Mahkeme gerekçesinde, Gülşen'in sözlerinin toplumu oluşturan insanlar arasındaki hoşgörü ortamını bozacak, insanlar arasındaki farklılığı reddederek ayrımcılığa yol açacak ve kamu barışını somut olarak tehlikeye sokacak nitelikte olduğunun altını çizdi. İstanbul'da verdiği bir konserde İmam Hatip Liselilere yönelik çirkin ifadeleri sebebiyle yargılanan Gülşen Çolakoğlu hakkında mahkeme gerekçeli kararını sonuçlandırdı. Mahkeme, Gülşen Çolakoğlu'nun sözlerinin toplumu oluşturan insanlar arasındaki hoşgörü ortamını bozacak nitelikte olduğunu bildirdi. 

HAKKINDAKİ HÜKMÜN AÇIKLANMASINI GERİ BIRAKMIŞTI 

İstanbul 11. Asliye Ceza Mahkemesi 3 Mayıs 2022 tarihinde Popçu Gülşen Çolakoğlu hakkında "Halkın bir kesimini sosyal sınıf, din, mezhep, cinsiyet veya bölge farklılığına dayanarak alenen aşağılama" suçundan 10 ay hapis cezasına çarptırarak hakkındaki hükmün açıklanmasını geri bırakmıştı. Mahkeme, Gülşen Çolakoğlu hakkında verdiği hükmün gerekçesini açıkladı. 

GEREKÇELİ KARAR 

"Türkiye Cumhuriyeti Devletinde İmam Hatip okullarından mezun olanlar sayıları itibari ile TCK 216. Maddesinin 2. Fıkrasında belirtilen halkın bir kesimi kavramına dair insan topluluğudur. Daha önce belirtildiği gibi kanunun düzenlenme amacı, kamu barışı, kamu güvenliği, toplumun huzur ve refahı olup davaya konu İmam Hatip mezunlarından oluşan büyük bir topluluğun teknik anlamda sosyal sınıf kapsamında olup olmadığı hususu, kanunun düzenlenme amacı dikkate alındığında, 'böyle büyük bir kesimin kapsam dışı bırakılması' durumunda kanunun korumak istediği yukarıda belirtilen değerleri, dolayısı ile kanunun düzenlenme amacının bertaraf etme tehlikesi oluşturabilecektir.
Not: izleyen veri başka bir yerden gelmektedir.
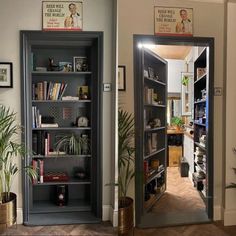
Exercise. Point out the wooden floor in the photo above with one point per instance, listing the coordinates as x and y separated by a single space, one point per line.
214 229
180 204
104 228
180 195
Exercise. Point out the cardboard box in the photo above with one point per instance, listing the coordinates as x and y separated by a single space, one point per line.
175 154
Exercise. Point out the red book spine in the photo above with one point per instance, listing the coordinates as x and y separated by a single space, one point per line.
34 164
41 170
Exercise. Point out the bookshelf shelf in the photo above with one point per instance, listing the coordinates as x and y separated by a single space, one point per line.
61 101
73 126
60 73
72 206
63 128
154 129
154 105
154 153
70 182
155 81
59 156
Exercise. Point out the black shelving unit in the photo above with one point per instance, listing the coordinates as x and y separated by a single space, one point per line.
202 155
84 195
150 127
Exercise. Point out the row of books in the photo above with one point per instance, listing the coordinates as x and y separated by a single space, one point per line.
37 120
150 96
48 90
38 166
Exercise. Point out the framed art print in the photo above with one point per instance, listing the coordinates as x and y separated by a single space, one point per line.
173 21
62 15
6 75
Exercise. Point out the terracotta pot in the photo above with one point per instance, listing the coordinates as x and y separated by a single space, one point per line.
8 212
125 216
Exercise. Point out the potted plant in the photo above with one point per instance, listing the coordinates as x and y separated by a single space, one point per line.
177 121
126 170
10 150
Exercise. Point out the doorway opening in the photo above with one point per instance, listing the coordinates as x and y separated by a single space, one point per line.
181 191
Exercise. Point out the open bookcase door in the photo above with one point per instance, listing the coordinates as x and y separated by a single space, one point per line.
151 128
150 96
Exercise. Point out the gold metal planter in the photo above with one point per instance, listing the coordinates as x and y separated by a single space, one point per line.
8 212
125 217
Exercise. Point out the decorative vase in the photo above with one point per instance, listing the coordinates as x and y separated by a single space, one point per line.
7 212
125 216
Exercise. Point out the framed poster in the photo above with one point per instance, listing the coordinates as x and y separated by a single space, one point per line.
121 78
6 75
173 21
62 15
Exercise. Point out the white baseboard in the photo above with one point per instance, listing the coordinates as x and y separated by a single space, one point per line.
229 217
217 213
19 213
109 214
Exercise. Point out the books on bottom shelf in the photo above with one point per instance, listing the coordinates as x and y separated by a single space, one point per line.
38 166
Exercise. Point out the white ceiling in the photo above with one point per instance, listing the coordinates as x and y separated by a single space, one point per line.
171 52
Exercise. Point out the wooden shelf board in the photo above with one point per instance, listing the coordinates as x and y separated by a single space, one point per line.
63 128
154 105
59 156
61 73
199 145
61 101
155 81
202 101
154 129
201 78
196 123
70 182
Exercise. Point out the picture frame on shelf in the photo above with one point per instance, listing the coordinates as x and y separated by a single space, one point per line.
121 78
63 15
80 64
151 73
6 79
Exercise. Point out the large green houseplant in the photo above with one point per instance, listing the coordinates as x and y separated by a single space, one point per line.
126 169
10 149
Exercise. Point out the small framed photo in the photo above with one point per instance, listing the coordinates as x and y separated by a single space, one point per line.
121 78
62 15
6 75
80 64
151 73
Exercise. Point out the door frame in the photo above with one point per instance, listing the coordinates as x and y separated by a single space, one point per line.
139 40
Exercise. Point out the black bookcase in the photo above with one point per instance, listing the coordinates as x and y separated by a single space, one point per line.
48 75
150 127
201 125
Aksi değerlendirme sanık tarafından sarf edilen sözlerin muhatabı olan bu büyük sayıdaki toplum kesiminde oluşan infialin karşılıksız kalmasına yol açarak maddenin düzenlenme amacında belirtilen barış ve hoşgörü ortamının somut bir şekilde tehlikeye atılmasına yol açacaktır" ifadeleri kullanıldı. "Yüzlerce kişinin katıldığı, katılanlar ve medya tarafından kayda alınan ve bu şekilde herkesin kolaylıkla ulaşabileceği bir konser ortamında aleniyet olmadığı iddiası, aleniyet kavramının tekrar tanımlanmasını gerektirebilecek bir savunmadır.” Kararda, toplumda sayı olarak bir çoğunluk oluşturan herhangi bir halk kesimine "sapık" ifadesini kullanmanın insan hakları, evrensel hukuk, AİHM kriterlerine uymadığının da altı çizildi. Mahkeme, TCK 216/2 maddesindeki "Halkı kin ve düşmanlığa tahrik" suçu kapsamındaki sanığın eylemi toplumu oluşturan insanlar arasındaki hoşgörü ortamını bozacak, insanlar arasındaki farklılığı reddederek ayrımcılığa yol açacak ve kamu barışını somut olarak tehlikeye sokacak nitelikte olduğunu gerekçesinde duyurdu.